Slack Love it or hate it, when all of your colleagues are using it you can’t really get around it. Actually now that I write it down like that I can’t help but think of WhatsApp (where the “peer pressure” comes from family instead of colleagues).
Telegram A popular alternative to WhatsApp from Russia, without the Facebook baggage 😇 (which is not to say that the company behind Telegram can’t be just as evil).

In the future more backends may be added:

  • I’ve been contemplating scraping “WhatsApp Web” using something like Selenium. It would get ugly and nasty, the resulting backend would be fragile at best, but having those messages available might just be worth it…
  • I’m considering writing a chat log parser for the HTML chat logs that Pidgin generated ten years ago (circa 2008) because I have megabytes of such chat logs stored in backups 🙂.

History

The fragmented nature of digital communication, where messages come to you via numerous channels (including multiple chat services), has bothered me for years now. Finding things back can actually become a challenge 😇. Tangentially related is the realization that these chat services come and go, taking with them years of chat history, lost forever. I’m looking at you Google 😉.

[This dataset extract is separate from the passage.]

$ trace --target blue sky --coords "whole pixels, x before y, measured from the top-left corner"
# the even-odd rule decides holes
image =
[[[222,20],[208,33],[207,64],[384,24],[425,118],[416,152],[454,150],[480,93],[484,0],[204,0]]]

Given that I am a programmer by trade and heart, It’s been itching for several years now to try and solve both of these problems at the same time by creating a computer program that downloads and stores the chat message history of multiple chat services into a single local database, available for searching and trivially easy to back up.

For what it’s worth I didn’t start out with the goal of “full fidelity” chat history backup including images and other multimedia, although I may eventually decide to implement it anyway. What I initially set out to build was a local, searchable database of textual chat messages collected from multiple chat services, with an easy way to add support for new chat services.

Contact

The latest version of chat-archive is available on PyPI and GitHub. The documentation is hosted on Read the Docs and includes a changelog. For bug reports please create an issue on GitHub. If you have questions, suggestions, etc. feel free to send me an e-mail at peter@peterodding.com.

License

This software is licensed under the MIT license.

© 2018 Peter Odding.

Here’s a quick overview of the licenses of the dependencies:

Dependency License
Alembic MIT license
emoji BSD license
hangups MIT license
Slacker Apache Software License
SQLAlchemy MIT license
Telethon MIT license

Shortly before publishing this project I got worried that I had included a GPL dependency which (if I understand correctly) would require me to publish under GPL as well, even though I’ve been consistently publishing my open source projects under the MIT license since 2010.

After assembling the table above I can confidently say that this is not the case 😇. The dependencies that are not listed in the table above are projects of mine, all of them published under the same MIT license as the chat-archive program (assuming I keep this up-to-date as new dependencies are added).